Letter to God — 12

Hi God!

Wow. Today has been pretty intense. I experienced some grieving emotions during the Malala film. Intellectually, I understand that You feel I’m worthy and that I’m contributing to the whole, but I definitely connected with the emotion of feeling shame and not very worthy. I felt shame for having turned my back on so much suffering and events here on the planet. I felt totally unworthy in Malala’s presence as she seemed to possess much of Your Love. I understand now the really dramatic reactions the spirits in the hells have when they see the light of Your Celestial Children. I felt like a person in the hells. Sometimes this planet can seem that way, given how we treat it and each other. Thank You for helping me in any way You can in feeling these emotions. There is still so much darkness on our planet. — how man has gone so far astray from what I’m coming to know that You intended.

God, I’d like to try and connect with my friend L__ if she needs help. I’d love to be able to help her if she resides in any of the spheres outside of Your divine home. Hopefully, You had the chance to delight in her laughter and her voice when she was here. She had a really amazing voice. I think she could’ve given Whitney a run for her money had she given herself the chance to mature.

I want to help these people so badly God. I hate to see a soul suffer. I understand that they may have consequences to work through with any laws that they’ve broke, but I really struggle with the fact that we as a whole have no way of even conceiving how to connect with You. It’s odd that we would get this so wrong. The process of giving You love and receiving love is the most natural I could imagine.

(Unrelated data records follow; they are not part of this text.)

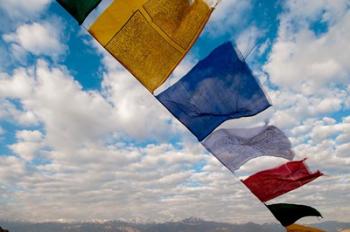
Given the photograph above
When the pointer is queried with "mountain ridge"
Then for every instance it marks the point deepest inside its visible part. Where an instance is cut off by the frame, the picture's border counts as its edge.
(187, 225)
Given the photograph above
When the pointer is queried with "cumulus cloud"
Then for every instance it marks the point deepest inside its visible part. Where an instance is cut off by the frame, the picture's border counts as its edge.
(23, 8)
(302, 59)
(38, 38)
(120, 155)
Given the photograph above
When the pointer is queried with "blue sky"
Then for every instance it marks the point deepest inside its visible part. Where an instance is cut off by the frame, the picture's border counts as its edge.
(77, 131)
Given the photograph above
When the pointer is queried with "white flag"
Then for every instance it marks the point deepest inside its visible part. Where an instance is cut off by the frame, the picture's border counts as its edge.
(235, 147)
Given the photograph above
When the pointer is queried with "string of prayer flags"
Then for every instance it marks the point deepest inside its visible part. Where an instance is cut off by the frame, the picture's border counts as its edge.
(271, 183)
(218, 88)
(300, 228)
(288, 214)
(150, 37)
(235, 147)
(79, 9)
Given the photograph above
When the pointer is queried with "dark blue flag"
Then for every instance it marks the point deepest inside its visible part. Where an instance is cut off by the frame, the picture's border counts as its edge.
(218, 88)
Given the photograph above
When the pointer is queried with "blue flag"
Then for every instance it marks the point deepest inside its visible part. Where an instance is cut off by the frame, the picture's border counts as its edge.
(218, 88)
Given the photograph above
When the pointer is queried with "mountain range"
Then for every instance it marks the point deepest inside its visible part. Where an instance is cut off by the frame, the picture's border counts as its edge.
(187, 225)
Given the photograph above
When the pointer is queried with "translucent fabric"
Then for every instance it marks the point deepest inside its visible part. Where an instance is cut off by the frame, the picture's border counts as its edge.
(235, 147)
(269, 184)
(218, 88)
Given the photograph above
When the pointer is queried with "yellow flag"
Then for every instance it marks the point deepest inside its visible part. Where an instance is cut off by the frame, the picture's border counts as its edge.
(299, 228)
(150, 37)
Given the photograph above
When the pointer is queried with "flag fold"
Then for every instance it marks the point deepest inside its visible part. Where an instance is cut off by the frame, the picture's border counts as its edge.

I learned tonight that my Uncle M__ passed. I’d like to work to help him as well. I anticipate he may have some work to do, but I don’t know this for sure, as I don’t know how he spent his days up to the end. When the time comes, I’d love any guidance or assistance You can provide as I try and help him. Hopefully others will be able to assist him even before I can.

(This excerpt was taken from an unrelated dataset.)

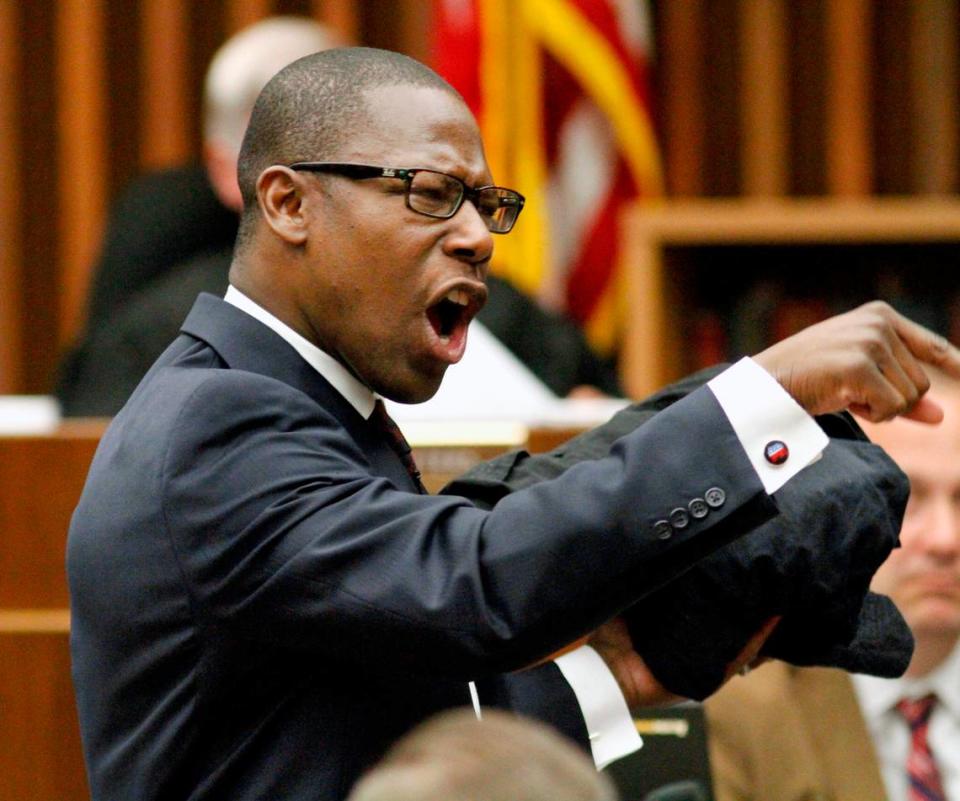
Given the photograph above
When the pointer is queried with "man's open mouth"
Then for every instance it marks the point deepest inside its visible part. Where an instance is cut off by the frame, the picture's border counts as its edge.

I met a guy at the movie theater today. At first I just thought he was cute, but I started to wonder if he might be my soulmate. I asked my Guide for help. I got a resounding yes, but I’m having a really hard time accepting that answer, as I feel like I’m personally clouding the message. So, I went back and slipped him a note with my number. Who knows if he’ll call, or even if he’s gay. My heart has long yearned for a soulmate. I should say yearned for my soulmate. I’d love assistance in finding him. I’m so very happy with this part of Your Design especially as I honestly cannot wait for this to occur.

Please know that I love You deeply. Thank You for everything.